Tuxedo Cheesecake

9 ingredients
7 steps

Ingredients

  • 1 1/4 cups chocolate cookie baking crumbs
  • 1/4 cup butter, melted
  • 2 (250 g) packages PHILADELPHIA Chocolate Brick Cream Cheese, softened
  • 3/4 cup white sugar, divided
  • 3 eggs, divided
  • 1 (250 g) package PHILADELPHIA Brick Cream Cheese, softened
  • 1/2 teaspoon vanilla extract
  • 4 ounces BAKER'S Semi-Sweet Chocolate
  • 2 ounces BAKER'S White Chocolate

Directions

  1. 1
    Heat oven to 350 degrees F (175 degrees C).
  2. 2
    Mix baking crumbs and butter; press onto bottom of 9-inch springform pan.
  3. 3
    Beat chocolate cream cheese and 1/2 cup sugar in large bowl with mixer until blended. Add 2 eggs, 1 at a time, mixing on low speed after each just until blended. Pour over crust. Freeze 15 minutes or until slightly thickened.
  4. 4
    Beat plain cream cheese and remaining sugar in medium bowl with mixer until blended.

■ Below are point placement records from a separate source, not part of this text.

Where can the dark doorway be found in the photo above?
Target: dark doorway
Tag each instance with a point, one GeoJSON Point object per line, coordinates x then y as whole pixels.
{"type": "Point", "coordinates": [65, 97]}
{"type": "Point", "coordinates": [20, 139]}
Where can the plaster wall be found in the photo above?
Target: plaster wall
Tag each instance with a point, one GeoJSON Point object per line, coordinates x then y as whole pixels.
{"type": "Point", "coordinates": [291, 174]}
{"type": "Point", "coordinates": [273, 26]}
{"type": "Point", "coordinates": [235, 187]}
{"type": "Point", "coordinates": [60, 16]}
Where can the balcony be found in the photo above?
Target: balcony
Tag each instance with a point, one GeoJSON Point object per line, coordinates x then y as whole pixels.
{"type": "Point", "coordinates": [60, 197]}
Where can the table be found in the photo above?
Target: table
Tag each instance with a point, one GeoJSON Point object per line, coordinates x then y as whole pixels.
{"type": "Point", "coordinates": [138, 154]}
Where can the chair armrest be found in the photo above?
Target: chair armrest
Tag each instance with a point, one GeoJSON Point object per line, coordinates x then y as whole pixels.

Add remaining egg; beat on low speed just until blended. Pour over chocolate batter; gently spread to evenly cover chocolate batter.
  5. 5
    Bake 40 to 45 minutes or until centre is almost set. Run knife around rim of pan to loosen cake; cool before removing rim. Refrigerate cheesecake 4 hours.
  6. 6
    Meanwhile, melt each chocolate separately as directed on package. Pour semi-sweet chocolate onto parchment-covered baking sheet; spread to 1/4-inch thickness. Top with small spoonfuls of white chocolate; swirl gently with knife. Cool until firm.
  7. 7
    Cut chocolate into desired shapes. Use to garnish cheesecake before serving.